[
https://issues.apache.org/jira/browse/MAPREDUCE-3121?page=com.atlassian.jira.plugin.system.issuetabpanels:comment-tabpanel&focusedCommentId=13144374#comment-13144374
]
Hitesh Shah commented on MAPREDUCE-3121:
----------------------------------------
Was doing a brief review on the patch. A couple of points I saw - will go
through the patch in more detail later.
1. I believe the return in ContainersLaunch#handle when no good disks are
available requires a ContainerExitedWithFailure event to be triggered for the
container state machine to handle the failure and clean up appropriately. When
you do this, I think in the cleanup case, we need to add a null check on
rContainerDatum. Please add appropriate test cases to see that the container
state machine works correctly if all disks have failed.

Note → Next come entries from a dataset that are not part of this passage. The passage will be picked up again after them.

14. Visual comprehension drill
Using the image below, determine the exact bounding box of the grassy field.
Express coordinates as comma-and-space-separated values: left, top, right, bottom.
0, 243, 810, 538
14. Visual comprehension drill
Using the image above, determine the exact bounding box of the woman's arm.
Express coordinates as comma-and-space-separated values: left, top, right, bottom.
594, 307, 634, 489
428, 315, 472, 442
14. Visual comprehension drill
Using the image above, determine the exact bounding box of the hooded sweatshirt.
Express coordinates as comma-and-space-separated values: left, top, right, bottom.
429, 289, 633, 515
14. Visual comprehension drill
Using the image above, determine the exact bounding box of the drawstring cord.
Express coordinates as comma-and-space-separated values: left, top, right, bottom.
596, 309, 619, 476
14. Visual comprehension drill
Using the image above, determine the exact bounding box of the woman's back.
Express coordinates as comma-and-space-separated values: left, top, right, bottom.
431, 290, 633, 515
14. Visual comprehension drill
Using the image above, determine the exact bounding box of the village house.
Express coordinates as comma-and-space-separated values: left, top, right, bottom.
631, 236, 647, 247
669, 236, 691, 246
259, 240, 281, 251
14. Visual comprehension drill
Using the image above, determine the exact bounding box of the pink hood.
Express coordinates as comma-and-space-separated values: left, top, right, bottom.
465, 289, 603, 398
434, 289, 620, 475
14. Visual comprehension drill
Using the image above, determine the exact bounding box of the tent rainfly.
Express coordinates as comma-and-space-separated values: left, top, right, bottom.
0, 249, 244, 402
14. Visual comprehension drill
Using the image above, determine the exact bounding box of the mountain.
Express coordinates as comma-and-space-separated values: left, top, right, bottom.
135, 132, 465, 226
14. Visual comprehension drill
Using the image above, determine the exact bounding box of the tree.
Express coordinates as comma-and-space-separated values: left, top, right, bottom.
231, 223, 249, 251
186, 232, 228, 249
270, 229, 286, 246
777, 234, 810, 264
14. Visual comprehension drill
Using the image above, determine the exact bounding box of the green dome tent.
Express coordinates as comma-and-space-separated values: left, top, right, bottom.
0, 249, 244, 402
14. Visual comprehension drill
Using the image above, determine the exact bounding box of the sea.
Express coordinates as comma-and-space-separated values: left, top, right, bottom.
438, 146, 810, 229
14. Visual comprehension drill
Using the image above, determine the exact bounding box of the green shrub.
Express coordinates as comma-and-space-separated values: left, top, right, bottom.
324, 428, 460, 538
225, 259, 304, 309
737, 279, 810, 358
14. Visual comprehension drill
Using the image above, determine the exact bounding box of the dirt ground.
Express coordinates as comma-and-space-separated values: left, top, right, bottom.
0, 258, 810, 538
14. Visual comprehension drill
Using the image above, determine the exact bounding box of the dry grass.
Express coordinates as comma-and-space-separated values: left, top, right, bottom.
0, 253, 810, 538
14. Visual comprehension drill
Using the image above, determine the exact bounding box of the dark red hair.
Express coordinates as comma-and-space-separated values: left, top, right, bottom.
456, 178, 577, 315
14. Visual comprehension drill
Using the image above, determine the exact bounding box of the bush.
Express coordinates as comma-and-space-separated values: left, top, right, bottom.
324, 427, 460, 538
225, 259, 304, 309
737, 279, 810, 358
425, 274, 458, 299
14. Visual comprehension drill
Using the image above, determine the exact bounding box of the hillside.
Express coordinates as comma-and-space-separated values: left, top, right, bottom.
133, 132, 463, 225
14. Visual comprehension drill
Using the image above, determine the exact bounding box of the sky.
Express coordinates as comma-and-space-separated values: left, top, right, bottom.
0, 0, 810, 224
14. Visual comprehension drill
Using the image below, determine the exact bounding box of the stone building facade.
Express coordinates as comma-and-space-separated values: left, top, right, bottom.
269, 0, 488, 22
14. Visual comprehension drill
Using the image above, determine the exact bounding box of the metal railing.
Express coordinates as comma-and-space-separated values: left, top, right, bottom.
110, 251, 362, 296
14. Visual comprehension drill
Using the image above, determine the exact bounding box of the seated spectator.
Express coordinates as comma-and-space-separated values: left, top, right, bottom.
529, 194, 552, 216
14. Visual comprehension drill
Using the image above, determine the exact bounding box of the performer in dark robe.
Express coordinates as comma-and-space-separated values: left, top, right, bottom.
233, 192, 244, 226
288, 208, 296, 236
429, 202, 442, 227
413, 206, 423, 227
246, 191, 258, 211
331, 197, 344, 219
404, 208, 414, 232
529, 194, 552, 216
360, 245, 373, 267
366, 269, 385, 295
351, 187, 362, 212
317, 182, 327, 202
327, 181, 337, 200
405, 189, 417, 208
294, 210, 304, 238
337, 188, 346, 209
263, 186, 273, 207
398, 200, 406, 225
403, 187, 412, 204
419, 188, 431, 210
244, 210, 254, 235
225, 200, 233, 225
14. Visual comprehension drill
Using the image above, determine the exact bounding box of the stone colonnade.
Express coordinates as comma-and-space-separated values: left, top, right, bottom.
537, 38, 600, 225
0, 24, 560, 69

2. A general comment about the handling of passing around of the diskchecker
object or calling of the getLocalDirs()/getLogDirs() functions. Given that
there is a timer task involved that will be updating the values in the
background, there may various inconsistencies which may crop up based on when
the functions are called.
For example, in the Linux Executor, the final command being constructed uses 2
calls:
- checker.getLocalDirsString()
- checker.getLocalPaths()
There could be modifications done during the time that elapses between the 2
calls that may create issues. Also, now the executor also needs to check if
there is atleast one good disk available.
IMO, one approach we could take is to do a check at the top level. For example,
ContainersLaunch as per the patch does a sanity check on available disks and
bails if there is an issue. It could create a snapshot of available disks at
this point
and pass them to the ContainerLaunch which in turn will pass them on to the
executor's launch container call. This will also probably help in simplifying
the code in that the low level components no longer need to be worried about
checking if there are any good disks available.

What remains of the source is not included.